- By John Kelso American-Statesman Staff
I’ve had bad luck with handymen. And I need one badly. I couldn’t fix a baseball game.
That’s sort of a Pete Rose Joke, OK? The guys who are talented with home repairs tell me they got their education from watching their dads fix things around the house. My dad was a forester, and smart, but he wasn’t the least bit interested in home fix-its.
When I was a kid he put up paneling in the basement. But apparently he didn’t do a very good job. Because when he went to work one day, my granddad, who was a master carpenter and used to build spars for clipper ships, took all the paneling down and redid it right.
So I had no role model to learn from.
I can run the washing machine and a vacuum cleaner. But I’m so weak at home repairs that when the kitchen sink got clogged a few years ago, my teenaged daughter got down on her hands and knees and fixed it. She knew how to get the job done. I hadn’t a clue.
Which is why I’m constantly on the lookout for a good handyman. I was starting to think it would be easier to find a bag of crack. If crack actually comes in bags. I wouldn’t know.
There was the handyman I hired a few years back whose painter dribbled dabs of paint on the walls and on my wife’s car. That was bad enough, but when we asked for him to cover the drips, he charged me for the extra work. If I remember right, it cost me an extra $500. I should have told him to put his paint brush where the sun don’t shine.
Then there was the old man who was trying to fit a loose piece of plastic onto my refrigerator. His granddaughter explained he liked being a handyman because it gave him something to do in his old age.
Well, he just couldn’t get the job done. It doesn’t fit, he said of the refrigerator part, looking at me as if I’d know how to help. Hey bozo, if I knew how to repair the refrigerator, I wouldn’t have hired you now, would I?
The same old man worked on the weather stripping on one of the doors. The result? It looks like a rat chewed on it.
Recently I thought I’d found a good one, a friend of one of my neighbors down here in Manchaca. This particular handyman had quite the background, to hear him tell it. But how much of this is true beats the heck out of me.
He said he had three degrees from the University of Texas, including one in chemical engineering; had a roofing company and a cabinet shop; served for a few years as a state trooper; worked at Sematech as a microcontamination specialist/ engineer; and was an accomplished trumpet player who performed in the UT marching band and played gigs at Al Hirt’s club in New Orleans.
Interesting, but I just wanted to know if he could turn a screwdriver.
So I asked the guy, now in his 50s, if he could patch up a hole in the living room wall behind my banjo clock, fix some lose molding in the kitchen and repair our roof, which has some funky shingles.
“Yes sir, with both eyes tied behind my back,” he said. Inventive. Most guys would have said hands.
This guy defines busy. At UT, he even worked out with the football team but didn’t make it onto the squad.

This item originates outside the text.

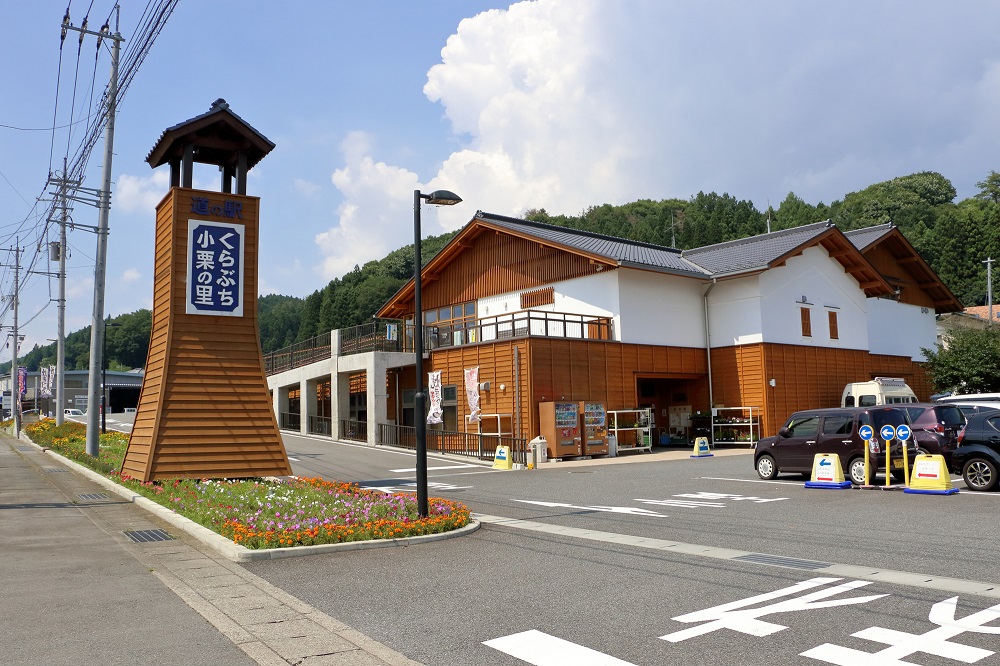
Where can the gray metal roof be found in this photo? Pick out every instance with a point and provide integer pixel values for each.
(625, 252)
(862, 238)
(755, 252)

Says he couldn’t hold onto the ball.
“I was an overachiever that needed outlets to keep from throwing water balloons at city buses or tying fishing string to empty purses sitting in the street waiting for a passing car to come along, stop to get the purse only to have it dance away from them,” he said of his younger days. “A real OCD poster child that Ritalin would have fueled instead of medicated.”
So he came over to my house a few times, fixed some molding in the kitchen and rehung a door so it wouldn’t stick. But mostly, he sat around near the kitchen while my wife, Kay, fed him lunch.
Oh, well, I give up. Maybe someday I can get him to play something on his trumpet.